A pesquisa ouviu 2.004 pessoas em 137 cidades do Brasil entre os dias 7 e 9 de abril e está registrada sob o número BR-03770/2026.
O ministro Alexandre de Moraes, do STF, autorizou no dia 24 de março que Bolsonaro cumprisse sua pena em regime domiciliar. A decisão foi tomada durante a internação do político em um hospital em Brasília, onde ele se recuperava de complicações de saúde surgidas na prisão, no Complexo Penitenciário da Papuda. Bolsonaro poderá cumprir pena em casa por 90 dias, após os quais Moraes reavaliará a situação.

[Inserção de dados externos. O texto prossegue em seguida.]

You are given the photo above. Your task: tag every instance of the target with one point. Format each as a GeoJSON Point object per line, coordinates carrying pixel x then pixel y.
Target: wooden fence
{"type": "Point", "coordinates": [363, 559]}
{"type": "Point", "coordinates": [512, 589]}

Durante o período de prisão domiciliar, Jair Bolsonaro deverá usar tornozeleira eletrônica, limitando sua permanência à área da residência. Ele também está proibido de acessar aparelhos celulares, telefones e redes sociais, sob pena de revogação da concessão.
A pesquisa do Datafolha também trouxe dados sobre a polarização entre o presidente Luiz Inácio Lula da Silva e o senador Flávio Bolsonaro. Flávio ultrapassa Lula numericamente no segundo turno, com ambos liderando as intenções de voto e os índices de rejeição. Lula ainda mantém a liderança no primeiro turno, de forma consistente, segundo os principais levantamentos.
O novo Datafolha indica que Lula tem 48% de rejeição, enquanto Flávio Bolsonaro apresenta 46%. Ambos ampliaram levemente esses índices, refletindo a polarização entre os eleitores. Na simulação mais recente, Flávio aparece com 46%, contra 45% de Lula, configurando um empate técnico.
Desde o fim de 2025, Flávio Bolsonaro tem reduzido a distância para Lula, especialmente no segundo turno. A rejeição elevada entre os candidatos é um fator central na disputa, que depende da conquista de novos eleitores e da redução de resistências.
O levantamento também incluiu outros nomes na corrida presidencial, como Ronaldo Caiado e Romeu Zema, que empatam tecnicamente com Lula no segundo turno, com 42% cada. A eleição de 2026 se mostra polarizada, aberta e imprevisível, com Lula como líder inicial, mas enfrentando um adversário competitivo.